I would bet serious money that'll be the same song sung if this story catches fire. Basically a "Yeah; so?"
Posted by: Ciel | Aug 29, 2004 12:23:16 PM
Zizka, I agree it's late for Bush to scapegoat the neocons. The way I could imagine it happening is that he planned to assert that we're winning in iraq, and he thought he could get away with that. But if things are getting so bad that the news *will* get out in 2 months, if something dramatic happens that actually gets coverage, then he needs that scapegoat even though he doesn't have time to maximise the benefits.
Posted by: J Thomas | Aug 29, 2004 12:47:25 PM
Matthew,
Would you please weigh in on this modified form of my original question: when you refer to "that stuff," I now assume you are referring to the forged documents other than the Niger documents. Is that correct? And did that document indeed bear on Iran-Iraq cooperation? As I recall, in fact the Niger document was mixed in with a whole bunch of documents that in fact were not forgeries. Could you, in any case, spin out the implications of your to me still enigmatic post. Please, thanks.
Posted by: Jeff L. | Aug 29, 2004 1:56:31 PM
Jeff L, I haven't heard that any of the other documents were forgeries, yet. I also haven't heard how many of them there were or whether any of them have been somehow verified.
Posted by: J Thomas | Aug 29, 2004 6:36:54 PM
Ghorbanifar has a long track record of misleading intelligence agencies to incite war. He was nudged Reagan into attacking Libya.
He may also have been involved in Reagan-Bush's infamous 1980 "October Surprise." This would be convenient, since Judge Silberman, the guy currently leading the investigation into "intelligence failures" in Iraq, was also involved.

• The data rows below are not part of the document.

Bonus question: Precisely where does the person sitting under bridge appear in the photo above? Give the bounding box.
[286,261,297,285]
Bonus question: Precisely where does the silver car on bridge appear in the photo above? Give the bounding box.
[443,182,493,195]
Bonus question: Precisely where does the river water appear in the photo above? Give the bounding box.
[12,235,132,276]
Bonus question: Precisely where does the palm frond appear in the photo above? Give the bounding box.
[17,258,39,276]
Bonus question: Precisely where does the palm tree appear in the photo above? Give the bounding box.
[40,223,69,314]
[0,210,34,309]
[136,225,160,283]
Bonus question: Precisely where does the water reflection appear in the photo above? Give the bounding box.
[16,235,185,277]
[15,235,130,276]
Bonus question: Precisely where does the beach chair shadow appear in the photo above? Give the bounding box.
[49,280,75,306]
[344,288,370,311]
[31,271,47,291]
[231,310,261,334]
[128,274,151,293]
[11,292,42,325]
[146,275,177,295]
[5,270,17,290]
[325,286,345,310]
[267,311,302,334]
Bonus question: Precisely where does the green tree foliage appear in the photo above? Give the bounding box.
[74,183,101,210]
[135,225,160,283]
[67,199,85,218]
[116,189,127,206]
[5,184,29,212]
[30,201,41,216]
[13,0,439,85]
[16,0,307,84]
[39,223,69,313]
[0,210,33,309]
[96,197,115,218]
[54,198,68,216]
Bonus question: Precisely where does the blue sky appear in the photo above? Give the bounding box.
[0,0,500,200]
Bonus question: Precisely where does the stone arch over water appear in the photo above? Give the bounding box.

Posted by: Dave | Aug 29, 2004 6:48:11 PM
"I'd expect Bush, once re-elected, to go after Iran (which was part of the original plan). There's have to be a massive transformation of American civilian life in order to do that, with a draft, bloody-shirt-waving, witch-hunts, and so on."
Look for a terrorist attack, perhaps even before the election, which Bush can blame on Iran, claiming to have secret info, etc. I'm not sure this would work, but I can see Bush & Rove thinking this would work.
Sorry if that's tinfoil territory, but I am getting really, really worried about democracy in this country.